Acceptance trials are the last significant milestone before delivery of the ship to the Navy. The ship was presented to the Navy’s Board of Inspection and Survey (INSURV) with high levels of completion.
“Fort Worth performed extremely well during its trials,” said LCS Program Manager Capt. John Neagley. “The ship’s level of completion coupled with Marinette Marine’s excellent craftsmanship resulted in relatively few material deficiencies.”
During the four-day trial, the Navy conducted comprehensive tests intended to demonstrate the performance of the propulsion plant, ship handling and auxiliary systems and demonstrated improved performance in comparison to the first ship of the class that, says the Navy, is a result of design stability, facility improvements and production efficiencies by the shipbuilder.

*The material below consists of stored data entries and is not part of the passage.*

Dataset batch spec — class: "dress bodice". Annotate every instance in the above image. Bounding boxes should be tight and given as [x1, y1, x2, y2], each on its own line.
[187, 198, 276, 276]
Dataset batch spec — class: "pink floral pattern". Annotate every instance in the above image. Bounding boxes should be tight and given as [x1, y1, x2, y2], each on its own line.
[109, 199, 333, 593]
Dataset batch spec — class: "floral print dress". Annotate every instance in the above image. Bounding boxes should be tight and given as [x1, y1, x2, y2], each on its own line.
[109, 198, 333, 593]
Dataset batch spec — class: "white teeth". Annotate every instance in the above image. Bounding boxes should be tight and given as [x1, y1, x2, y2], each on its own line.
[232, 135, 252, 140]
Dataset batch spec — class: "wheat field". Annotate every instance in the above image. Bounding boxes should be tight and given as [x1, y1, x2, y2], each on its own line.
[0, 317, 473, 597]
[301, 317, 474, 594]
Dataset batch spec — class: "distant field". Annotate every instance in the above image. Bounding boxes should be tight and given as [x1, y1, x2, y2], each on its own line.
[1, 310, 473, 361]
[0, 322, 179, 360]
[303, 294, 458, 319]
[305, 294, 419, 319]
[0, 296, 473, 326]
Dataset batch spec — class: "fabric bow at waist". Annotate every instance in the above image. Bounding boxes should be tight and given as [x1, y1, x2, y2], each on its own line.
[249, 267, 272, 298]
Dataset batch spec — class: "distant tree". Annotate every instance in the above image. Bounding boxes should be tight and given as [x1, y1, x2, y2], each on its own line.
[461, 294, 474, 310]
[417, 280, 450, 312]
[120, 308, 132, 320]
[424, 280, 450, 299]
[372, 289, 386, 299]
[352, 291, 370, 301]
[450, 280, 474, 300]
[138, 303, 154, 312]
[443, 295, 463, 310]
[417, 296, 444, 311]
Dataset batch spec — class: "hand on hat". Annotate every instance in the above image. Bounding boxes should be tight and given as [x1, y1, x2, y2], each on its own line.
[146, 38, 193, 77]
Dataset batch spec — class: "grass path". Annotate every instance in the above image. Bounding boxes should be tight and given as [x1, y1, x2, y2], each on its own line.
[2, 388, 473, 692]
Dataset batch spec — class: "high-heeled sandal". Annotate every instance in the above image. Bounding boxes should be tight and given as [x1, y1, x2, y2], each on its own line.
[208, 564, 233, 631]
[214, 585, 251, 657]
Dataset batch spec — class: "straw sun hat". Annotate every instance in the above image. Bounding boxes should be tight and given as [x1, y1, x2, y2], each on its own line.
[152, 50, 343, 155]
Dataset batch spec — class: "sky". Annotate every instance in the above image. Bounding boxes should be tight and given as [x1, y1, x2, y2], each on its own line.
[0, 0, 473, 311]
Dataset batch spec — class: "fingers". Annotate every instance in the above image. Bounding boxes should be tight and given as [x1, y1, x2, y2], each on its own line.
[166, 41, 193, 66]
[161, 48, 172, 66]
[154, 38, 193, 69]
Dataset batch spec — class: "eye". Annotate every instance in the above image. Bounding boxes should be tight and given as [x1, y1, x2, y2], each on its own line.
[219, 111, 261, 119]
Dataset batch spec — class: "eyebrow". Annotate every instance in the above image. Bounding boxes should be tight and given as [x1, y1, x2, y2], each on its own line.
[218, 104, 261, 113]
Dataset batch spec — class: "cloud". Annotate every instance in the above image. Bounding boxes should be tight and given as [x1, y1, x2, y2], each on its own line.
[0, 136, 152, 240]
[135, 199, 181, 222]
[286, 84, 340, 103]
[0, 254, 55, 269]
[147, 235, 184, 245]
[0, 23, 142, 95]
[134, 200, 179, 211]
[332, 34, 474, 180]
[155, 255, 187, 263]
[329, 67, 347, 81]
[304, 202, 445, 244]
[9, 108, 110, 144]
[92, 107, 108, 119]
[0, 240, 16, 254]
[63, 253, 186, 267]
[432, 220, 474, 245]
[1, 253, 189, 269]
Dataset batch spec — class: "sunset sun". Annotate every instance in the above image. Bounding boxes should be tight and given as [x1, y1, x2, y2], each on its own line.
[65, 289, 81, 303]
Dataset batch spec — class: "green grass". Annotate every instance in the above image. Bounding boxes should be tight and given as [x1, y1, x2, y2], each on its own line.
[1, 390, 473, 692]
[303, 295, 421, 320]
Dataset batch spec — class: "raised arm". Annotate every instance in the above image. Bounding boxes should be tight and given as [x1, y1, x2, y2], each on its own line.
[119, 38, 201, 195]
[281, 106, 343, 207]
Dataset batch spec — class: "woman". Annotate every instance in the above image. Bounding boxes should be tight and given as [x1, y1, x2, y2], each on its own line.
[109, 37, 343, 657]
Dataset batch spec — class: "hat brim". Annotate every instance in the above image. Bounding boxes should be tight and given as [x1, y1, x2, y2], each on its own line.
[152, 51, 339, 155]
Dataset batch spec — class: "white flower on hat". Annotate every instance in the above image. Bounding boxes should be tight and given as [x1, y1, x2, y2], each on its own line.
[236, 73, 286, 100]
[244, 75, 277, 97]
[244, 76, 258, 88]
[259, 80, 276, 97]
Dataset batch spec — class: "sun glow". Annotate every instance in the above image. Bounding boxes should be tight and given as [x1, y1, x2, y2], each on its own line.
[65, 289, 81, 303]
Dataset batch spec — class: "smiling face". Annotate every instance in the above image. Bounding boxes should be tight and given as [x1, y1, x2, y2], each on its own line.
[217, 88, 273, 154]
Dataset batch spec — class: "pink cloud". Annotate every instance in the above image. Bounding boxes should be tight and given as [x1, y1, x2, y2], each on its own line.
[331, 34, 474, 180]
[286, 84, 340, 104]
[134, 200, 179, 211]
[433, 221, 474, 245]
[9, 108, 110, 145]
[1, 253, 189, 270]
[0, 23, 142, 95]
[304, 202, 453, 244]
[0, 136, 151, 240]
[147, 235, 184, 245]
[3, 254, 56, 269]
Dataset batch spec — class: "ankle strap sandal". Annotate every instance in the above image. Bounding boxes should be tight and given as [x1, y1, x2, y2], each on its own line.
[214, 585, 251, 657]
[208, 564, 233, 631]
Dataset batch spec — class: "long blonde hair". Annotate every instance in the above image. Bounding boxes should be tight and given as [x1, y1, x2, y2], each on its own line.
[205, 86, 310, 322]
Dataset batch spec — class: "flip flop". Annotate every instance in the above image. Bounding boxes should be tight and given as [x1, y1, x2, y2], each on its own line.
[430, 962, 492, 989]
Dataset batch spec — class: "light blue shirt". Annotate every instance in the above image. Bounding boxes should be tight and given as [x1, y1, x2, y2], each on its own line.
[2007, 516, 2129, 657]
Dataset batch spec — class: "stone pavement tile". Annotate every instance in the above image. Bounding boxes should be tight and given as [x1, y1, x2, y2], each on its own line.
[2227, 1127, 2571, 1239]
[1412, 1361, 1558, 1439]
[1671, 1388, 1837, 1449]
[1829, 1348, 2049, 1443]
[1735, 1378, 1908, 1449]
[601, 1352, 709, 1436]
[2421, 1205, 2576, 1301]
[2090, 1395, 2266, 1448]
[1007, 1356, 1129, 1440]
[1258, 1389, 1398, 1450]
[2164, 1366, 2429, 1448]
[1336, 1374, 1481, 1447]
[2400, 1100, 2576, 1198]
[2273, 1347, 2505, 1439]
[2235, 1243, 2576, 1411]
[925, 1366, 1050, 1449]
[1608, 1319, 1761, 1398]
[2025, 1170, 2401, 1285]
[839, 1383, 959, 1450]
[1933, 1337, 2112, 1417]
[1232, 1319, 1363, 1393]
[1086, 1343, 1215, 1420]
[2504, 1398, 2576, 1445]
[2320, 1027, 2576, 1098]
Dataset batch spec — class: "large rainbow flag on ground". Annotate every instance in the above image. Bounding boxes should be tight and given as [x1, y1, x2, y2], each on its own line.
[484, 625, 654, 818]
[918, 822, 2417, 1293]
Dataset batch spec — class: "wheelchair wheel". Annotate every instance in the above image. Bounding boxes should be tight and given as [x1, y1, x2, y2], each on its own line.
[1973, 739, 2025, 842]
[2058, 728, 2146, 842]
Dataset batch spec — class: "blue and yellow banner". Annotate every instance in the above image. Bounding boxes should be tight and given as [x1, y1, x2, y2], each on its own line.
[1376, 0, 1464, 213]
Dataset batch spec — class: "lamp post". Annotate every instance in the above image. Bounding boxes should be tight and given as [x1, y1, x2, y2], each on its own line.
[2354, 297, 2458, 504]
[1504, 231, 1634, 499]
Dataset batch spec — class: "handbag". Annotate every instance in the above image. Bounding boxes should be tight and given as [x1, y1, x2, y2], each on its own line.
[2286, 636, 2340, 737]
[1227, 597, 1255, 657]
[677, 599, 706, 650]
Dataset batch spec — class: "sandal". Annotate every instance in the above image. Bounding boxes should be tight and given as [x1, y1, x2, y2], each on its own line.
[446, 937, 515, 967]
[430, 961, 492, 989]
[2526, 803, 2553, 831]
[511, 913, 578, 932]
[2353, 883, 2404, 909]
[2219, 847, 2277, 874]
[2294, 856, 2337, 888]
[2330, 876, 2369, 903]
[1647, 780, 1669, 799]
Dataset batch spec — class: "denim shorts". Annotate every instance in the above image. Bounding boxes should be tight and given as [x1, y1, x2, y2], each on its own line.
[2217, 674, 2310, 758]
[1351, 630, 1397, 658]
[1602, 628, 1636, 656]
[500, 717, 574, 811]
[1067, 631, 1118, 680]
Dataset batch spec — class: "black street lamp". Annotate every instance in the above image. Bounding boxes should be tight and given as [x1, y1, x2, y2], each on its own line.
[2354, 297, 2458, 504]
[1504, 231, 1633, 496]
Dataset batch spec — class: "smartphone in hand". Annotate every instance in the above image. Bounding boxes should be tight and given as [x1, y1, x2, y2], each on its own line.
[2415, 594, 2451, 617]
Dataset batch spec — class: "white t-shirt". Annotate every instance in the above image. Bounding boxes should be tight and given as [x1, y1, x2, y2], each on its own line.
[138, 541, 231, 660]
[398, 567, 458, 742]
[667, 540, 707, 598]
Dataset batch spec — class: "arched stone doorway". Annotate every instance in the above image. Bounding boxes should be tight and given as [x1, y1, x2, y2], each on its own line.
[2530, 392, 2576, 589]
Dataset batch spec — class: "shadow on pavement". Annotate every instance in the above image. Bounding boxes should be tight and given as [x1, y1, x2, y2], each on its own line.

Fort Worth will join sister ships USS Freedom and USS Independence, which have already been commissioned, when she is commissioned September 22, in Galveston, Texas. In addition, Milwaukee (LCS 5) is under construction at the Marinette Marine Corp. shipyard, and Coronado (LCS 4) and Jackson (LCS 6) are under construction at the Austal USA shipyard in Mobile, Ala.
Naval Sea Systems Command (NAVSEA) says that the Navy continues to remain committed to a 55 ship LCS program and is leveraging competition, fixed-price contracting and serial production to reduce construction duration and costs. In addition, the Navy is committed to ensuring that prior to the start of fabrication, the ship design is mature and the requirements are well understood.
“Lessons leaned from our lead ship, USS Freedom, have directly contributed to the successful acceptance trials of our second ship,” said Joe North, vice president of Littoral Ship Systems at Lockheed Martin’s Mission Systems & Sensors business. “As we continue serial production, we’re reducing costs and building these high-quality ships faster.”
The Lockheed Martin-led LCS team includes shipbuilder Marinette Marine Corporation, a Fincantieri company,and naval architect Gibbs & Cox, as well as domestic and international teammates.